Helloooo there. Who is that devilishly handsome babe in the mirror? Why, it’s that same blackguard that head-butted me in the nursing lounge on Sunday! I was simply trying to get better acquainted and the bloke took it much too seriously. Luckily my screams carried clear through the whole building, alerting everyone to the presence of a head-butting maniac with some bizarre mismatched outfit on. His mother probably hadn’t counted on him pooping his pants during Sacrament meeting and then realizing that the “backup pants” were actually another pair of pooped pants from the day before.
Hold on a moment… I pat the adoring Dadslave, and he pats the Dadslave… could that be me?

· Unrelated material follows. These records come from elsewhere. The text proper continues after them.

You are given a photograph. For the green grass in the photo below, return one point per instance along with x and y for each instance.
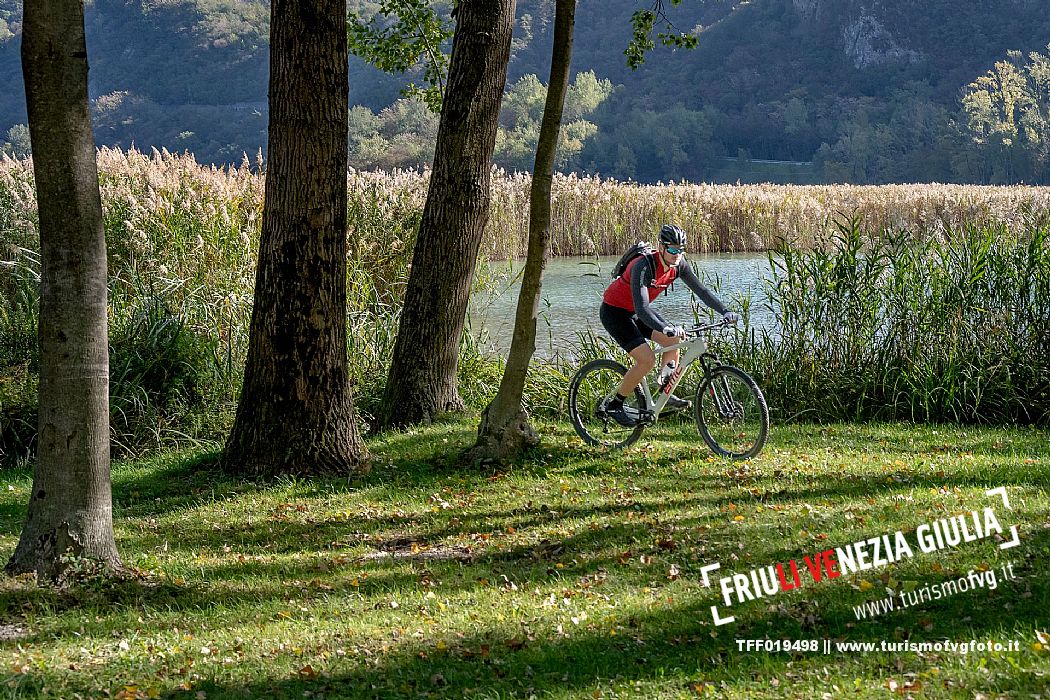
(574, 573)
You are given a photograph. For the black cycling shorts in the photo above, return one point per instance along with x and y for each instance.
(625, 327)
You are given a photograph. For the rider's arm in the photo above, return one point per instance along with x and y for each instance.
(641, 278)
(687, 275)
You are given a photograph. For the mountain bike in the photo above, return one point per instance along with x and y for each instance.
(730, 409)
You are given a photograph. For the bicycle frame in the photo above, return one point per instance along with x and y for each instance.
(691, 351)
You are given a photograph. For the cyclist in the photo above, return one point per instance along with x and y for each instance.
(629, 317)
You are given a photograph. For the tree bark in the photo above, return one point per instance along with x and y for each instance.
(505, 429)
(296, 414)
(421, 383)
(70, 507)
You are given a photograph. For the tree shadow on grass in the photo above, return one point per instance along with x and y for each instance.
(671, 642)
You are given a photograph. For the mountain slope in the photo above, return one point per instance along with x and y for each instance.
(868, 86)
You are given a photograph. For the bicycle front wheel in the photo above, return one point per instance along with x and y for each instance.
(731, 414)
(592, 386)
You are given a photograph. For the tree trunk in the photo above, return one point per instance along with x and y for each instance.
(422, 376)
(295, 414)
(70, 507)
(505, 429)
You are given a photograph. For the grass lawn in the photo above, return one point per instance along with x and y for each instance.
(575, 573)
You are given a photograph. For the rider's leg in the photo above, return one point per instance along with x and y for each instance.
(645, 360)
(671, 355)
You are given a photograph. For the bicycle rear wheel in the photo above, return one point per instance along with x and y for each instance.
(731, 414)
(592, 385)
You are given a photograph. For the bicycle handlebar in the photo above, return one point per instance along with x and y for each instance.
(697, 330)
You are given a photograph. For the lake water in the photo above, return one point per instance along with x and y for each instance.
(572, 291)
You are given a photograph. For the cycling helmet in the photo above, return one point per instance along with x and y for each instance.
(672, 235)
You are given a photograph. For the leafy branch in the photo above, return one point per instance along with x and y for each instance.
(643, 25)
(400, 37)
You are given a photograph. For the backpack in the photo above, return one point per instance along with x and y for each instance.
(636, 249)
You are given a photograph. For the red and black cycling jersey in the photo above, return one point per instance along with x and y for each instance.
(626, 291)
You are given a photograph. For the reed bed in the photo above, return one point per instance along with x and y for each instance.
(929, 303)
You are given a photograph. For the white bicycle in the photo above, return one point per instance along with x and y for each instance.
(730, 408)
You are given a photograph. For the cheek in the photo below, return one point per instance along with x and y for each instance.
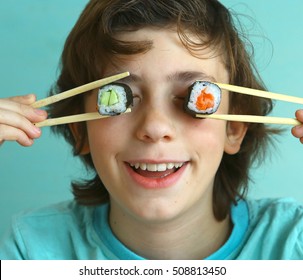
(208, 136)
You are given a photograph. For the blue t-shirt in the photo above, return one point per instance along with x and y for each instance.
(262, 229)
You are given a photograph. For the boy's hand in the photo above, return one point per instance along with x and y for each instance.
(17, 118)
(297, 131)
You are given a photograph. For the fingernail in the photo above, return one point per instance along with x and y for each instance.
(36, 130)
(40, 112)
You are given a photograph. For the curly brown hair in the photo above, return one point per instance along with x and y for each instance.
(91, 45)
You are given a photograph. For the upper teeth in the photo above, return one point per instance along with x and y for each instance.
(156, 166)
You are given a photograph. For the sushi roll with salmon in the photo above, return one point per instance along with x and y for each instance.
(114, 99)
(203, 98)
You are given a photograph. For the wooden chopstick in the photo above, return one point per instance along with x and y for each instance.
(252, 119)
(74, 118)
(78, 90)
(73, 92)
(261, 93)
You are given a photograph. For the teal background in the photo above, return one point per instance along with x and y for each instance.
(32, 34)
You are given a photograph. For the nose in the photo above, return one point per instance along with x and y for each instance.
(155, 125)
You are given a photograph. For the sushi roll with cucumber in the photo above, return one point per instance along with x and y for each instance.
(203, 98)
(114, 99)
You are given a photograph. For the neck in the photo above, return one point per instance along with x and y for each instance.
(187, 237)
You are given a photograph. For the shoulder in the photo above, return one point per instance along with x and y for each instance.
(53, 232)
(65, 212)
(282, 207)
(276, 228)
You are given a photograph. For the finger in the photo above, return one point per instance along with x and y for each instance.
(24, 99)
(297, 131)
(299, 115)
(12, 119)
(34, 115)
(8, 133)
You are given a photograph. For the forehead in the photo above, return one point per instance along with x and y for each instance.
(169, 59)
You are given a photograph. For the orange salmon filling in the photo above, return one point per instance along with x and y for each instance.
(205, 101)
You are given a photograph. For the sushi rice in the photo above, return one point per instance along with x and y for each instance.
(203, 98)
(114, 99)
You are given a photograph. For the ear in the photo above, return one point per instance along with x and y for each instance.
(80, 135)
(235, 132)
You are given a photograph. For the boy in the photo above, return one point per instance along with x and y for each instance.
(166, 185)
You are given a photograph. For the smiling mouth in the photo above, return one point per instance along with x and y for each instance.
(156, 170)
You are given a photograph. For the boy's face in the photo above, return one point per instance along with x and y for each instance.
(158, 135)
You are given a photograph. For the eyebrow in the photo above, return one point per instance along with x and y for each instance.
(180, 76)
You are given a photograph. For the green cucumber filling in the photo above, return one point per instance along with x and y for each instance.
(109, 98)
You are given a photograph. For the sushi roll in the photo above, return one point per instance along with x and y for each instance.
(114, 99)
(203, 98)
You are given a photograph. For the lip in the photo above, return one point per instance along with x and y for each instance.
(153, 182)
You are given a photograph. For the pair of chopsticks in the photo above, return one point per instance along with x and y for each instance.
(256, 119)
(99, 83)
(74, 92)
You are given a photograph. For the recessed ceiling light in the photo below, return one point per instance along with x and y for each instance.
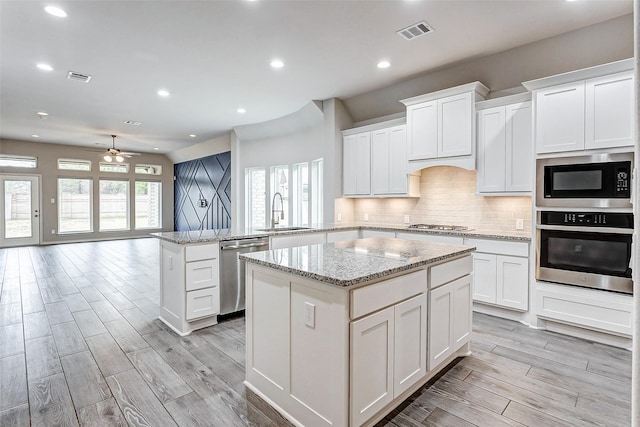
(45, 67)
(277, 63)
(56, 11)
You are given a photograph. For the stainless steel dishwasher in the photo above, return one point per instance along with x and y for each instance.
(232, 276)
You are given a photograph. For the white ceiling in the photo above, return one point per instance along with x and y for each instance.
(213, 57)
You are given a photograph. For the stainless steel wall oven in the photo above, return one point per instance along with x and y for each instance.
(590, 249)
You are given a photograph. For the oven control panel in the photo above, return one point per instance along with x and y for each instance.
(587, 219)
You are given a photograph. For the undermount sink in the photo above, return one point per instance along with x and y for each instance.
(283, 229)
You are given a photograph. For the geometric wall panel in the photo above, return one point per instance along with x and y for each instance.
(202, 191)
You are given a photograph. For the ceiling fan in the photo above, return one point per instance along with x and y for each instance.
(114, 154)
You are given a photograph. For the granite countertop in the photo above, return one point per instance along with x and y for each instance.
(356, 262)
(213, 236)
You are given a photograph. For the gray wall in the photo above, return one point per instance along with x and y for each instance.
(48, 155)
(594, 45)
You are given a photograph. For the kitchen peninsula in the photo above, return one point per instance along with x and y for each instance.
(340, 334)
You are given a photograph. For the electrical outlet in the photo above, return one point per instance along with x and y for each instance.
(310, 315)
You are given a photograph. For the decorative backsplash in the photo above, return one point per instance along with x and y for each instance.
(203, 193)
(448, 196)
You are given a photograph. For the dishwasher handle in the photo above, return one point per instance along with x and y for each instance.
(248, 245)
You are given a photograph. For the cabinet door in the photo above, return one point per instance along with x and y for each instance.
(372, 339)
(560, 118)
(363, 163)
(349, 165)
(440, 325)
(519, 171)
(484, 277)
(492, 154)
(462, 300)
(422, 130)
(456, 125)
(512, 282)
(398, 182)
(380, 164)
(410, 355)
(609, 111)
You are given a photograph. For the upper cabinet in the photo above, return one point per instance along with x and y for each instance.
(588, 109)
(505, 152)
(375, 162)
(441, 127)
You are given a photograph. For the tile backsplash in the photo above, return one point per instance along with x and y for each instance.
(448, 196)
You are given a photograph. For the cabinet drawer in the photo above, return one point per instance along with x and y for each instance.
(499, 247)
(201, 274)
(200, 252)
(203, 302)
(383, 294)
(448, 271)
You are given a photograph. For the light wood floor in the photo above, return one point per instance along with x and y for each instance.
(79, 346)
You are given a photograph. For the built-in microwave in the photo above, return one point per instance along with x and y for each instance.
(594, 181)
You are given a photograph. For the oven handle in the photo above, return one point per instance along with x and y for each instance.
(608, 230)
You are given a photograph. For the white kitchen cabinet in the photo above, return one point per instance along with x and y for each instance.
(500, 279)
(449, 319)
(609, 111)
(297, 239)
(372, 352)
(357, 164)
(383, 146)
(585, 109)
(505, 163)
(189, 286)
(441, 127)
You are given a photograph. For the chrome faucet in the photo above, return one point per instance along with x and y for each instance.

Huh, I thought I was chubbier than that. It’s all anyone ever tells me- “Oh Eli, you’re so squishy. Eli, you’re so soft”. Ha. Shameless flattery.
Oh well, at least I have decent hair for a change- not that patchy baldness that matched mom. Her hair is EVERYWHERE in here, come to think of it. How does she even have any left on her head for me to yank on? I guess when it’s all gone there’s always her earrings.
And look! There’s a tooth! So that’s why mom has suddenly become so dreadfully keen on weaning me. Well, the jokes on her. With formula and mashed sweet potatoes in my stomach I can cause ever so much more unpleasantness in the diaper region. I’m rather proud of the expressions of horror I’ve managed to procure from her in the past few days.
There’s the mother now. Hello darling, care for some drool?